Cependant, tous les êtres humains ne meurent pas assassinés sur une croix ; et donc, une telle « nécessité universelle » n’épuise pas toute la profondeur de la perspective biblique. Il faut parler d’un deuxième « niveau », qu’on pourrait appeler particulier : Jésus est entouré seulement par un petit groupe d’hommes et de femmes qui ont donné la vie pour une cause, en restants cohérents jusqu’à la mort, qui selon les critères de l’égoïsme humain est devenue nécessaire pour eux. Il s’agit de personnes de provenance et de mentalité très diverses, mais vivant ensemble par cette cohérence radicale.
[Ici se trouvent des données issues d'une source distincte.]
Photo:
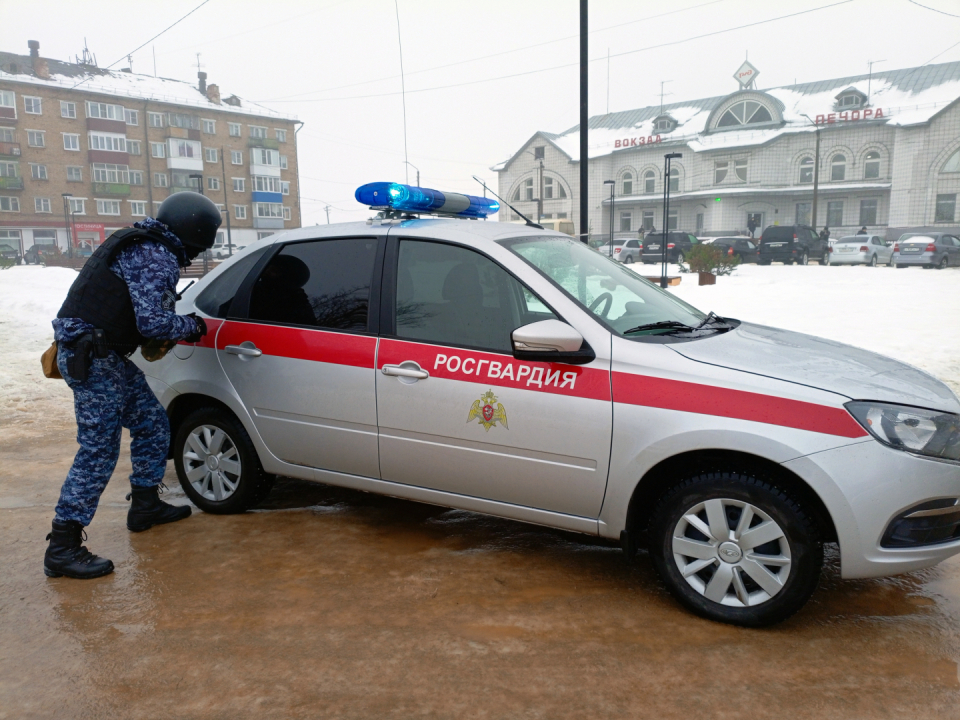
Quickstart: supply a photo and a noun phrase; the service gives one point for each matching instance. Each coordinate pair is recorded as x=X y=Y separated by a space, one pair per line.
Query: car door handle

Un texte biblique souligne ce niveau : « C’est votre avantage qu’un seul homme meure pour le peuple et que la nation ne périsse pas toute entière » (Jn 11,49b-50).
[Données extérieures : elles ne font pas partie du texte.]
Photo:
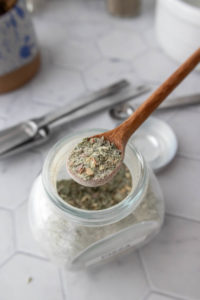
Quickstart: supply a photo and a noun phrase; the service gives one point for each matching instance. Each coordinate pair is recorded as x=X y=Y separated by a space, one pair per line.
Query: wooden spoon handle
x=127 y=128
Mais si nous voulons être fidèles à la Révélation, il y a, sans aucun doute, un troisième niveau où Jésus n’est pas accompagné par toute l’humanité, et même pas par une élite de héros ; un niveau que nous pouvons appeler unique, où nous trouvons Jésus seul qui fait la volonté du Père. Le texte évangélique le plus impressionnant à cet égard est celui du jardin de Gethsémani : « Abba/Père ! A toi tout est possible, écarte de moi cette coupe. Pourtant, non pas ce que je veux, mais ce que tu veux » (Mc 14,36 ; cf. Mt 26,39.42-44 ; Lc 22,41-44).
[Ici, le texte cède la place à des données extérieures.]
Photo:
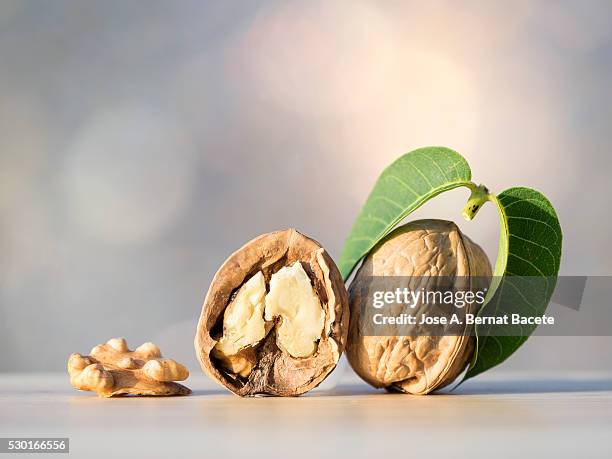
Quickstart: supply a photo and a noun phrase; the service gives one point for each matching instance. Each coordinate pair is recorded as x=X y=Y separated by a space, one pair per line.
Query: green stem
x=480 y=194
Revenons à la question initiale : Pourquoi a-t-il été nécessaire que Jésus mourut? Les textes du NT répondent : parce que c’est l’expression, au-delà de toute compréhension humaine, de l’amour du Père : « Dieu a tant aimé le monde qu’il a donné son Fils, son unique » (Jn 3,16). «  Si Dieu… n’a pas épargné son propre Fils mais l’a livré pour nous tous, comment, avec son Fils, ne nous donnerait-il pas tout ? » (Rm 8,31b-32). Dans l’Annonce Pascale, nous trouvons une très belle synthèse, dans une phrase adressée au Père : « Pour racheter l’esclave, tu as sacrifié ton Fils ». Et cela nous amène au noyau même du Mystère Pascal : dans la mort de Jésus nous découvrons la révélation définitive d’un Dieu qui est Amour ( 1Jn 4,8.16), et nous redécouvrons que la signification authentique de la passion de Jésus n’est pas souffrance et mort, mais la passion de l’amour. La ‘passion’ de Jésus ne commence pas à la veille de sa mort, mais elle englobe toute sa vie, et même plus, elle est la cause de son incarnation et en même temps elle est la raison ultime de son obéissance filiale : ce qu Jésus veut, en premier lieu, en tant que Fils, c’est de faire la volonté du Père. Dans la mort de Jésus nous découvrons la passion d’un Dieu passionné. Don Bosco comprit parfaitement le sens authentique de la passion de Jésus : il a été un passionné de Dieu et des jeunes. Nous ne trouvons jamais en lui des traces d’un possible ascétisme ‘masochiste’ qui valorise la souffrance pour elle-même. Il a, au contraire, vécu en plénitude la passion de l’amour de Dieu pour ses jeunes, surtout les plus pauvres, en cherchant à réaliser la volonté de Dieu en toute sa radicalisation et en acceptant toutes les douleurs et les souffrances (pas seulement physiques), comme conséquence de cette mission : jusqu’à devenir un ‘habit râpé’ (comme a affirmé un de ses médecins, à la fin de sa vie). Don Bosco traduisit dans la réalité, dans son sens le plus authentique, ce qu’affirme saint Paul : « J‘endure pour vous ce qui manque aux détresses du Christ, je l’achève dans ma chair en faveur de son corps qui est l’Eglise » (Col 1,24), dans cette portion la plus délicate et précieuse qu’est la jeunesse (cf. Constitutions sdb 1) ; et il nous invite, nous aussi, à partager cette Passion de Jésus dans la réalisation de la Mission Salésienne.